Risk of Alzheimer Dementia After Androgen Deprivation Therapy
EBM Focus - Volume 10, Issue 49
- Androgen deprivation therapy (ADT) for prostate cancer is associated with an increased risk of cognitive impairment, but the clinical significance is unknown.
- In this study, ADT duration ≥ 12 months was associated with an increased risk of Alzheimer dementia compared to no ADT in men with prostate cancer.
- The low incidence of Alzheimer dementia and short median follow-up limit the ability to evaluate the significance of the small increase in risk.

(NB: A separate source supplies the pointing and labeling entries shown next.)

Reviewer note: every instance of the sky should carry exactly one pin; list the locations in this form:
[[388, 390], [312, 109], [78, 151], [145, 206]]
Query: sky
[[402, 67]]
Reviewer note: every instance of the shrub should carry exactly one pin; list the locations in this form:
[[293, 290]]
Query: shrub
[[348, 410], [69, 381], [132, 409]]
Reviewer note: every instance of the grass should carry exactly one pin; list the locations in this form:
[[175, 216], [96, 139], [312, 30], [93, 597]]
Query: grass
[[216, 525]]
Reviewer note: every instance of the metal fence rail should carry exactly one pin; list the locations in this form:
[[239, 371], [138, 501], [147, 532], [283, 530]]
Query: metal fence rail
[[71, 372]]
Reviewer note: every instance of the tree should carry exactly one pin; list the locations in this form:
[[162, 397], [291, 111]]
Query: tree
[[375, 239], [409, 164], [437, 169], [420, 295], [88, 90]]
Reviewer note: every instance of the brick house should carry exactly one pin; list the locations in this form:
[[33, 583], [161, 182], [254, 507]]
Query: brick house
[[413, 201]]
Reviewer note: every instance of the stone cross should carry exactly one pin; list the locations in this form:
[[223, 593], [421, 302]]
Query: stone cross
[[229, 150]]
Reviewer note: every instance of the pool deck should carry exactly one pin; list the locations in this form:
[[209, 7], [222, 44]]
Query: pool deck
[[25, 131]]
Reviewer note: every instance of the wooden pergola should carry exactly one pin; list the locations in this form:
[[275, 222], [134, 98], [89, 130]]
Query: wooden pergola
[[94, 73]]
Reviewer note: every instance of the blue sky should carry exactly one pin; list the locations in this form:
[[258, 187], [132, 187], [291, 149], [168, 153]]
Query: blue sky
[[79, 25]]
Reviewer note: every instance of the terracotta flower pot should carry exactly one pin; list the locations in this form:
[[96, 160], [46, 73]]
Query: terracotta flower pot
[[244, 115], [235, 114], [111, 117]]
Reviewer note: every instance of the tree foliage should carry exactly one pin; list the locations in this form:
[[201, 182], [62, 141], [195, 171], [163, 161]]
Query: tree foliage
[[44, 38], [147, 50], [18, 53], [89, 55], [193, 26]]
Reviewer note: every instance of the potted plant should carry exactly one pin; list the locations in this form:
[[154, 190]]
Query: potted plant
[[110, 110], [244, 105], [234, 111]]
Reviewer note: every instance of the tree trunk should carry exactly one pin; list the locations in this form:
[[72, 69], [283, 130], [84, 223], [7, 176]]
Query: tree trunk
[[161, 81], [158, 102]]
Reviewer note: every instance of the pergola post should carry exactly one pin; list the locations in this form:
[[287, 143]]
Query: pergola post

Androgen deprivation therapy (ADT) is frequently used for men with metastatic prostate cancer, although it has been associated with an increased risk of adverse events including cognitive decline (NCCN, Cancer 2008 Sep 1;113(5):1097). The studies to date however, have been no more than a year in duration and the deficits reported have typically been subtle changes assessed on memory tests, not clinical diagnoses such as Alzheimer disease or mild cognitive impairment (MCI). A recent retrospective cohort study using data from electronic medical records evaluated the risk of developing Alzheimer dementia after ADT in 16,888 men with prostate cancer, 14.2% of whom were treated with ADT. Men receiving chemotherapy as well as men with a history of dementia and those diagnosed with Alzheimer dementia before initiating ADT were excluded. However, a diagnosis of MCI was not part of the exclusion criteria and baseline rates of MCI were not assessed.
During the median follow-up of 2.7 years, 0.74% of men were diagnosed with Alzheimer dementia. A propensity score-matched analysis was performed to adjust for factors associated with dementia. The propensity score was determined for each patient based on age at prostate cancer diagnosis; race; smoking status; antiplatelet, anticoagulant, antihypertensive, and statin medication use; and a history of cardiovascular disease, diabetes, or malignancy and all 2,397 men with prostate cancer receiving ADT were matched to 11,985 men with prostate cancer not receiving ADT. Compared to no ADT, ADT was associated with an increased risk of Alzheimer dementia (hazard ratio 1.88, 95% CI 1.1-3.2). In analyses assessing ADT duration, ADT for ≥ 12 months was associated with an increased risk of Alzheimer dementia (hazard ratio 2.12, 95% CI 1.11-4.03) compared to no ADT, but ADT for < 12 months was not. The overall result was consistent in a multivariate regression analysis including all patients and in analyses of men receiving chemotherapy and men with follow-up duration ≥ 5 years.
While the results of this study are important when counseling patients on therapeutic options for treating prostate cancer, there are some significant limitations to consider. Although 16,888 patients from two large hospitals were included in the analysis, only 125 patients developed Alzheimer dementia during follow-up. This low incidence rate is reflected in the wide confidence intervals associated with the hazard ratios for Alzheimer dementia and this decreases the ability to clearly assess risk. Also, the median follow-up time was 2.7 years while the median time to a diagnosis of Alzheimer dementia was 4 years. A longer follow-up would likely have increased the rate of incident Alzheimer dementia diagnoses, but was not possible given the datasets used. Additionally, the failure to assess MCI at baseline may hide a significant source of bias, since MCI is a significant risk factor for developing Alzheimer dementia. This risk factor should have been controlled for in the propensity score, especially given the short median follow-up time. Overall, the results of this study suggest that ADT may increase the risk of Alzheimer dementia in men with prostate cancer, but the magnitude of the absolute risk appears small.